The control of the media by Colonel Gaddafi’s regime came to an end after the fall of Tripoli in August 2011, resulting in a mushrooming of new media outlets. Journalists are still experiencing extortion and blackmail, and are subject to assassinations since the beginning of the second civil war circa 2012 – 2016. Libya has adopted a few media laws outlawing the slander of the 17th February revolution, and active political parties that used to have affiliation with Gaddafi.[Update 2016]: On 2013, Sharia law was adopted by Islamic Supreme court of Tripoli. Internet censorship has been invoked. Since the second civil war, journalists have been persecuted through kidnapping, assassination, and blackmail. Media outlets have been bombed and some strafed with small arms fire, over the course of 2013 – 2016. Freedom of speech has suffered a few blows since the killing of activists and bloggers making the country unsafe to freely report news or protest. These events appear to have happened during the period when Islamic brotherhood – or “more inclined to Islamic values” GNC political parties led by Nouri Abusahmein, who have issued a number of reforms or decrees that would formulate a more Islamic nation in Tripoli, that led to the creation of more fundamentalist laws (such as Internet censorship and adaptation of vague rules in reporting news banning critique of the February 17th revolution).
However, due to the breakup of country politically and the infighting between militia and authorities, and the rivalry to the Muslim brotherhood or, simply known as ‘more salafi or fundamentalist Islamists’ parties or groups, the country has fragmented in a plethora of different political beliefs. Including, the laws recently adopted by the Libyan Supreme court that affect the running of the country, which do not represent the rights and interests of all Libyan people, but seemingly, only the Islamic majority.
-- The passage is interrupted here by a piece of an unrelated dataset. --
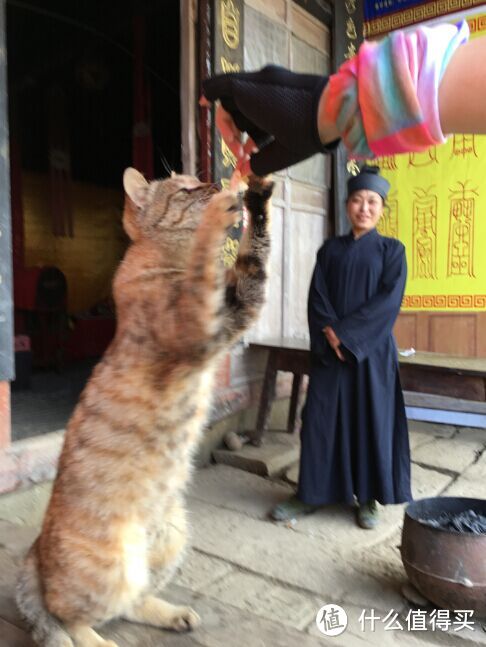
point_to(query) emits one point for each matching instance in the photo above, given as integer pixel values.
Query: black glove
(278, 109)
As of 2016, the new Unity government of national accord led by Faiez Seraj agreed to and organised with the help of the UN, is attempting to bring about political unity between the HoR of Tobruk and other governments to assess unity in the country, by removing the illegitimate and expired governments set up during the second civil war (such as Nouri Abusahmein’s GNC), to in good-faith re-balance the Libyan crisis.